Beral V, Hermon C, Kay C, Hannaford P, Darby S, Reeves G
Imperial Cancer Research Fund, Cancer Epidemiology Unit, Radcliffe Infirmary, Oxford OX2 6HE.
BMJ. 1999 Jan 9;318(7176):96-100. doi: 10.1136/bmj.318.7176.96.
To describe the long term effects of the use of oral contraceptives on mortality.
Cohort study with 25 year follow up. Details of oral contraceptive use and of morbidity and mortality were reported six monthly by general practitioners. 75% of the original cohort was "flagged" on the NHS central registers.
1400 general practices throughout Britain.
46 000 women, half of whom were using oral contraceptives at recruitment in 1968-9. Median age at end of follow up was 49 years.
Relative risks of death adjusted for age, parity, social class, and smoking.
Over the 25 year follow up 1599 deaths were reported.

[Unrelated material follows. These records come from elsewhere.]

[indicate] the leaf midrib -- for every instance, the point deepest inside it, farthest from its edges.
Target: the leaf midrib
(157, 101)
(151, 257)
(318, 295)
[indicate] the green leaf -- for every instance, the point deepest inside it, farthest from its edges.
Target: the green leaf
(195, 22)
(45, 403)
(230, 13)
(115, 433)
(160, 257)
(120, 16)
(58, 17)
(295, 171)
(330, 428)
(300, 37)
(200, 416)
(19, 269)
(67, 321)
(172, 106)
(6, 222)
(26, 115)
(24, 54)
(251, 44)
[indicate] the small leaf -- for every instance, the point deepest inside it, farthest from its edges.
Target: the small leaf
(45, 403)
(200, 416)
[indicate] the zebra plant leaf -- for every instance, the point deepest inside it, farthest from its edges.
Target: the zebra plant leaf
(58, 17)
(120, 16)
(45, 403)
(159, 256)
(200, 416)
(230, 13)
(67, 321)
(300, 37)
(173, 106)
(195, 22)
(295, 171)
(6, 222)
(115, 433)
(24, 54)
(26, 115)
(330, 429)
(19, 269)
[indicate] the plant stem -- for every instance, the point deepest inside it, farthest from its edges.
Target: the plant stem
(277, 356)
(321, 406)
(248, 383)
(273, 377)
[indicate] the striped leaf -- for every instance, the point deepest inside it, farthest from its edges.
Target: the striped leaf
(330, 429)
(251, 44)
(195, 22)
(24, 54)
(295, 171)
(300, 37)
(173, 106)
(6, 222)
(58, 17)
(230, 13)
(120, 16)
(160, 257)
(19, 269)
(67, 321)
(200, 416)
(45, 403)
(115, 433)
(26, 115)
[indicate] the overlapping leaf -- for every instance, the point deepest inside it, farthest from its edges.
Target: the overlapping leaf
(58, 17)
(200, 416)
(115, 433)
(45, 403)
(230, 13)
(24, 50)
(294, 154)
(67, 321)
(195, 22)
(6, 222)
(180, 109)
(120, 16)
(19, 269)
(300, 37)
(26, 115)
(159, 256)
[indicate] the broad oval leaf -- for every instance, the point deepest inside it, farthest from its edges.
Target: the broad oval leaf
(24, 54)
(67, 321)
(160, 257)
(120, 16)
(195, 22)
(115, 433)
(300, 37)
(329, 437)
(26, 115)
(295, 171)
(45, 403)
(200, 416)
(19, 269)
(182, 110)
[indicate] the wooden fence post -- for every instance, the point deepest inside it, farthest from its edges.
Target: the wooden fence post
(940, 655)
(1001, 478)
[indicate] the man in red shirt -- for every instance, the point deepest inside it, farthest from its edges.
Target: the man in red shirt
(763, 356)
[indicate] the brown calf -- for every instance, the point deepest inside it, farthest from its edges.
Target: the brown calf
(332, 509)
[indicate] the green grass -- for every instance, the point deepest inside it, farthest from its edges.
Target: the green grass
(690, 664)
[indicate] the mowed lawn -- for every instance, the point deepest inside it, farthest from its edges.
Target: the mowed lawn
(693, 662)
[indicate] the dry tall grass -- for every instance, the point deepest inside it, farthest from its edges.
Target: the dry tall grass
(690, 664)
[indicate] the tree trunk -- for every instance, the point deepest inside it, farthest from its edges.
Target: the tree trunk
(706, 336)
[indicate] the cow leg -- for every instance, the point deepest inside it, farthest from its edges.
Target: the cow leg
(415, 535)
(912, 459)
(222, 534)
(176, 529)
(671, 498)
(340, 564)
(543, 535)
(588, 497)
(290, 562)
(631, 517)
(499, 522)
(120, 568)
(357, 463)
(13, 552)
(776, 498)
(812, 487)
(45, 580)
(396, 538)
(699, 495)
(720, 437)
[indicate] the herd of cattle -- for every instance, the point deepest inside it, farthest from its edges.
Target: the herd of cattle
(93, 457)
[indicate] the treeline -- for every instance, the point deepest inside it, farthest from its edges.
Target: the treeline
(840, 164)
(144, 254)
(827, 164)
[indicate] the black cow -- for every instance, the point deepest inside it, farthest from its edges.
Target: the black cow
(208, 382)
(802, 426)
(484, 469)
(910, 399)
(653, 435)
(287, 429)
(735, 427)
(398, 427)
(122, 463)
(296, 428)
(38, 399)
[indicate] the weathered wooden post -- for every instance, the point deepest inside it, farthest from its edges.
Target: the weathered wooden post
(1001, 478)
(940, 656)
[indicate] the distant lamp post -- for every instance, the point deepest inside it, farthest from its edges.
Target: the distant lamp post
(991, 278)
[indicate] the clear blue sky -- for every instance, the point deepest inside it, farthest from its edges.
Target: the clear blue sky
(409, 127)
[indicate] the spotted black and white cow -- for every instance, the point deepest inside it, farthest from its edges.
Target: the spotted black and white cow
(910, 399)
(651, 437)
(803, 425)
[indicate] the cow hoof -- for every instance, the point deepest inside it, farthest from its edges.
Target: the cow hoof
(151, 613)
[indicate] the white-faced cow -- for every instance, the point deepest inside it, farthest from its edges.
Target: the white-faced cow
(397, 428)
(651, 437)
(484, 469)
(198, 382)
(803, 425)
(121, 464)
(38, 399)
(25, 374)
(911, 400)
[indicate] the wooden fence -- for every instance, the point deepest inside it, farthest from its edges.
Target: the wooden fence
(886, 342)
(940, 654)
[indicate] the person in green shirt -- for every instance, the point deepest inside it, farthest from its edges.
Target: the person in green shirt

Over the entire period of follow up the risk of death from all causes was similar in ever users and never users of oral contraceptives (relative risk=1.0, 95% confidence interval 0.9 to 1.1; P=0.7) and the risk of death for most specific causes did not differ significantly in the two groups. However, among current and recent (within 10 years) users the relative risk of death from ovarian cancer was 0.2 (0.1 to 0.8; P=0.01), from cervical cancer 2.5 (1.1 to 6.1; P=0.04), and from cerebrovascular disease 1.9 (1.2 to 3.1, P=0.009). By contrast, for women who had stopped use >/= 10 years previously there were no significant excesses or deficits either overall or for any specific cause of death.

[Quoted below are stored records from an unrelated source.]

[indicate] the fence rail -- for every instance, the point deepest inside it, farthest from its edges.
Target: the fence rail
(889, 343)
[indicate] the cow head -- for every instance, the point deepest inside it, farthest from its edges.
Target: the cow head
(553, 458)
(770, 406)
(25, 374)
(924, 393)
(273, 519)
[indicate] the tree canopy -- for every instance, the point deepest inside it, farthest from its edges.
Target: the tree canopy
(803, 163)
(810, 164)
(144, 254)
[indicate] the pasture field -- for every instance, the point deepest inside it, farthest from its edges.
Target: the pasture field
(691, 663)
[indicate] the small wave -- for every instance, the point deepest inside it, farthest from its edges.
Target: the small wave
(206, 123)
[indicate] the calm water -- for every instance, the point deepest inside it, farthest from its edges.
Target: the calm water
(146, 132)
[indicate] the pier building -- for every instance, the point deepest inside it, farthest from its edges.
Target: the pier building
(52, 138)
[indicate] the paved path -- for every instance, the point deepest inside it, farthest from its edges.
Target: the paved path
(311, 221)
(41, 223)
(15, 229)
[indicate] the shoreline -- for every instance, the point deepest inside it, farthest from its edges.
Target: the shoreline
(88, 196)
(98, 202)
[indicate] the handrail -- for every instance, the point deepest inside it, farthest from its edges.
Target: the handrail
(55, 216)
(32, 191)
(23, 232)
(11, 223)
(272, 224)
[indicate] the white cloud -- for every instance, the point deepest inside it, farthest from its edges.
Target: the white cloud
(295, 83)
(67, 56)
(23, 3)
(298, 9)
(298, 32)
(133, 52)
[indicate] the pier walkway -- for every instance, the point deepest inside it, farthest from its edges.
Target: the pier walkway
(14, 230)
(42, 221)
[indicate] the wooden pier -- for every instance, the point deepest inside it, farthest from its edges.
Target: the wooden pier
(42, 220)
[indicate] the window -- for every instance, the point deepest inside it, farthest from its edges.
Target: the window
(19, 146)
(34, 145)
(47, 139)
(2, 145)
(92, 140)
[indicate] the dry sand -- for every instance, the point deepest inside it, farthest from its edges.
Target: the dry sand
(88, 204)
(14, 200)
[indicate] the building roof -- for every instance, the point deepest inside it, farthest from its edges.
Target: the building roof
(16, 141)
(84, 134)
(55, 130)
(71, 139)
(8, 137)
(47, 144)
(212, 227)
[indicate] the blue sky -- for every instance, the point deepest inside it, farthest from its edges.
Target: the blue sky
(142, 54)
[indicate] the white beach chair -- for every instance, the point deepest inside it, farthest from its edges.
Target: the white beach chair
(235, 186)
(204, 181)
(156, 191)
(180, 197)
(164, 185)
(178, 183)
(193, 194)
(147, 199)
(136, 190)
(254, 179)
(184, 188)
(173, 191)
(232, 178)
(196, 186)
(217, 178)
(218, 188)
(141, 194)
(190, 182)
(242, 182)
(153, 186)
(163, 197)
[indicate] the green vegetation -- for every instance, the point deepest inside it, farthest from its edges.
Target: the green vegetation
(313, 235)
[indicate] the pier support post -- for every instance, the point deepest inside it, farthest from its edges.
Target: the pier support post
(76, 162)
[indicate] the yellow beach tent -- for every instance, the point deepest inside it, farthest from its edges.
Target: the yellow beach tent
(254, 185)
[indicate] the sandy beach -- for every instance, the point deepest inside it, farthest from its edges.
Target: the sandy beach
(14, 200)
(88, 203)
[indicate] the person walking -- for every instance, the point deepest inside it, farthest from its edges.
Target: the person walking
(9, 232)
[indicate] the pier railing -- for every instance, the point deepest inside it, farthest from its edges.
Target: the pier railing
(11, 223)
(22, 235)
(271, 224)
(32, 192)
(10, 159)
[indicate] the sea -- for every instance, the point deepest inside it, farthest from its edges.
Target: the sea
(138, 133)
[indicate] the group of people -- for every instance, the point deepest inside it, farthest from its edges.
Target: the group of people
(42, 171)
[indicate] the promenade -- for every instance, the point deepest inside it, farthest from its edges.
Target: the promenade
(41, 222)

Oral contraceptives seem to have their main effect on mortality while they are being used and in the 10 years after use ceases. Ten or more years after use ceases mortality in past users is similar to that in never users.
描述口服避孕药的使用对死亡率的长期影响。
进行了为期25年随访的队列研究。全科医生每6个月报告口服避孕药的使用情况以及发病率和死亡率的详细信息。原队列中75%的人在英国国民健康服务中心登记册上被“标记”。
英国各地的1400家全科诊所。
46000名女性,其中一半在1968 - 1969年招募时正在使用口服避孕药。随访结束时的中位年龄为49岁。

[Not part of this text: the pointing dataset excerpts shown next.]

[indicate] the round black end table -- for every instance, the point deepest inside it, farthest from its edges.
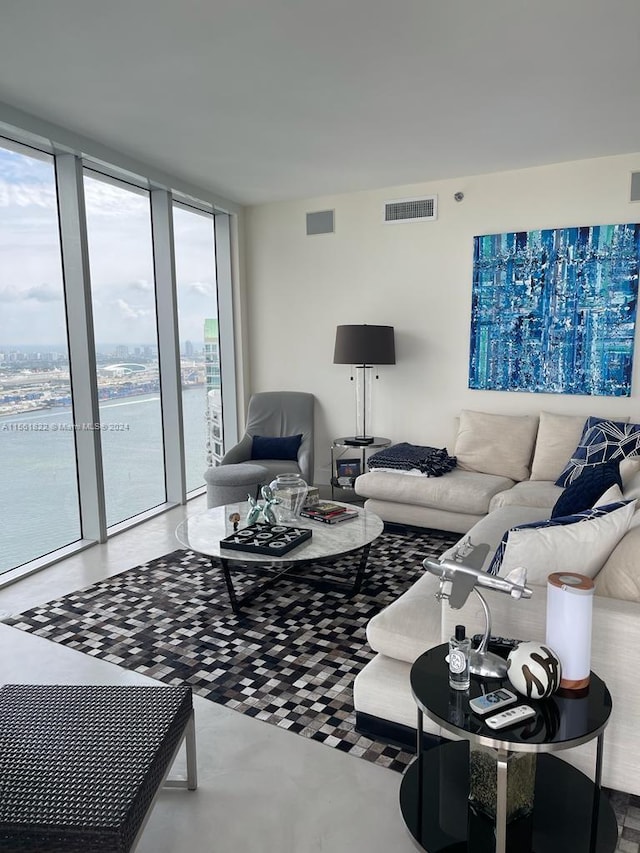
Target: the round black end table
(570, 812)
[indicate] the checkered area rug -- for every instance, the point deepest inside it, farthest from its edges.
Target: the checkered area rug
(289, 659)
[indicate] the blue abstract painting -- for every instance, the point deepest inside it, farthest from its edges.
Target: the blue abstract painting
(554, 310)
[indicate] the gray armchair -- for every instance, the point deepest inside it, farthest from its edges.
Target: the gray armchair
(278, 414)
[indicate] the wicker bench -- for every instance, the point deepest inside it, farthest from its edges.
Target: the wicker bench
(80, 766)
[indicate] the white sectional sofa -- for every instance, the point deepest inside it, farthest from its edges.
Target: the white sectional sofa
(417, 621)
(502, 460)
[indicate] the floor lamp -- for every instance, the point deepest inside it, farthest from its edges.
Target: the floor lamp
(363, 347)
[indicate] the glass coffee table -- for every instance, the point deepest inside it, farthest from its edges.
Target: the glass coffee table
(444, 791)
(203, 533)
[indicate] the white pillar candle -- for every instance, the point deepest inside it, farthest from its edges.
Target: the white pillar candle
(569, 615)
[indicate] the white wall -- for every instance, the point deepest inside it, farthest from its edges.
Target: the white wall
(416, 277)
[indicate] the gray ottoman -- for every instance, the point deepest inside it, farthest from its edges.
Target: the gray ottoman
(227, 484)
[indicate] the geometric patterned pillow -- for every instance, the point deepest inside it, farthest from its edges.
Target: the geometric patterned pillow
(586, 489)
(602, 441)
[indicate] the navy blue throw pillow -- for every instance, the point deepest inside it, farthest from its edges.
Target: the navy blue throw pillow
(585, 490)
(270, 447)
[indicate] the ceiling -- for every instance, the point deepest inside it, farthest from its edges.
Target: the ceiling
(261, 100)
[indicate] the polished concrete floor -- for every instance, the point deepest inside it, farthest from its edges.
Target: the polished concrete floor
(261, 789)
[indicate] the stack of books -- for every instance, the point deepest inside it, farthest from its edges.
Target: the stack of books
(328, 513)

根据年龄、产次、社会阶层和吸烟情况调整后的死亡相对风险。
在25年的随访期间,共报告了1599例死亡。在整个随访期间,曾经使用过和从未使用过口服避孕药的女性,所有原因导致的死亡风险相似(相对风险 = 1.0,95%置信区间0.9至1.1;P = 0.7),两组中大多数特定原因的死亡风险没有显著差异。然而,在当前使用者和近期(10年内)使用者中,卵巢癌导致的死亡相对风险为0.2(0.1至0.8;P = 0.01),宫颈癌为2.5(1.1至6.1;P = 0.04),脑血管疾病为1.9(1.2至3.1,P = 0.009)。相比之下,对于在10年或更久之前就停止使用口服避孕药的女性,总体或任何特定死因的死亡人数均无显著过多或过少情况。
口服避孕药似乎主要在使用期间以及停止使用后的10年内对死亡率产生影响。停止使用10年或更久之后,过去使用者的死亡率与从未使用者相似。